Franschhoek in the Western Cape is a thriving testament to the industry, style and know-how of a group of French Huguenots who settled here in the late 1600s. They were welcomed by the Cape administration and in the succeeding decades were assimilated into the local Dutch culture.

Did you know?

Franschhoek’s Food and Wine Route has established it as the gourmet capital of South Africa.

Many of the French Protestants (Huguenots) who lost their national citizenship in 1685 gained a little piece of heaven when they came to live in South Africa.

For nearly a century before 1685, the Huguenots in France had lived under the protection of the Edict of Nantes, which assured freedom of religion.
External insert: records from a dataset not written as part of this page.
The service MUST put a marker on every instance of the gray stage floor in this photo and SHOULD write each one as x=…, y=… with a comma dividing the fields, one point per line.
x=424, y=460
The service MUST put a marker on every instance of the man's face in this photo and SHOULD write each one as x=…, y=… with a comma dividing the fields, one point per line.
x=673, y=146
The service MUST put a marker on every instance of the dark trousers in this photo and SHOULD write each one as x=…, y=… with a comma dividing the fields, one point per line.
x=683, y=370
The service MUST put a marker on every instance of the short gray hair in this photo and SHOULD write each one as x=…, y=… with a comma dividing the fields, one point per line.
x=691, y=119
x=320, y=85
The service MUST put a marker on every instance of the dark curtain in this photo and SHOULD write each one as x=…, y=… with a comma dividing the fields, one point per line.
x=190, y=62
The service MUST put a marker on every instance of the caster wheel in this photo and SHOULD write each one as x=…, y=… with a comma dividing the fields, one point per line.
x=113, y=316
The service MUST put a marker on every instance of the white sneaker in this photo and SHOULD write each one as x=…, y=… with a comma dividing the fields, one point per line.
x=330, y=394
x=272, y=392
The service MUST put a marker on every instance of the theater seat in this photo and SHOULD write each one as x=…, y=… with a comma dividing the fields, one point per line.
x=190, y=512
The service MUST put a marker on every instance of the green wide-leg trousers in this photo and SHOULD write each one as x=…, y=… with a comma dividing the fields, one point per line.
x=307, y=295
This was revoked by King Louis XIV, and thus began the mass exodus of Huguenots from France.

The Dutch East India Company, which ruled the Cape at the time, was keen on Huguenot immigrants – they came with a vast bouquet of skills and a can-do attitude so necessary for frontier survival.

The nearly 300-strong group of Huguenots who arrived were given land in a valley called Olifantshoek ('Elephant’s Corner'). But where others saw vast herds of marauding elephants, hardships by the bushel and bleak mountains, the Huguenots saw great wine terroir – and set to work almost immediately. Olifantshoek became Franschhoek – French Corner.

Within 60 years, few of the Huguenots were speaking French – at least in public – anymore. They had been assimilated into the Dutch culture, which later morphed into the Afrikaner culture.

But as you drive through the shady lanes of Franschhoek on a sunny day, past the orchards and vineyards, the elegant main street and up to the Huguenot Museum, it all looks and feels very Gallic. Franschhoek has become one of South Africa’s most stylish, sought-after little towns and it celebrates its French roots in a number of ways. Most of its restaurants, antique shops, festivals and streets all bear French names.

There was wine in South Africa before the Huguenots arrived, but once their expertise and natural love for viticulture was blended into the industry, the future of wine-making changed. South Africa has established itself as a world leader in quality wine production – thanks in no small part to the Huguenots and the French cultural influence on South Africa.

Travel tips & Planning info

Who to contact

Franschhoek Huguenot Museum
Tel: +27 (0) 21 8762532
Email: hugenoot@museum.co.za

How to get here

Franschhoek is less than an hour's drive east from Cape Town via Stellenbosch or Paarl.

Best time to visit

Franschhoek lies in the winter rainfall area and is best-looking in spring (September to October) but is a year-round destination.

Around the area

There are great day trips to Stellenbosch, Hermanus and the fishing villages of False Bay from Franschhoek.

Tours to do

The range of tours available in the district includes shark diving, wine estate visits, aerial adventures, 'book safaris', exclusive game lodges and a quiet day spent on a lonely beach or in the countryside.

Get around

Hire a car from Cape Town. Touring the winelands is one of the great South African experiences.

What will it cost

Accommodation in Franschhoek is mostly upmarket and targetted at the discerning traveller, but is worth the expense.

Length of stay

The area is well worth three days of your time, although you might want to extend your visit to the rest of the Cape winelands and beyond.

What to pack

The best advice here is to take a large empty case along with all your luggage, because you're going to buy books, gourmet foods and wines in the area.

Where to stay

Franschhoek is famous for its many fine guest houses and places to stay.

What to eat

A delicious mix of French cuisine and South African dishes awaits you.

What's happening

Check the Franschhoek websites for book festivals, wine festivals and food festivals.

Best buys

The wines of the region at the estates of origin.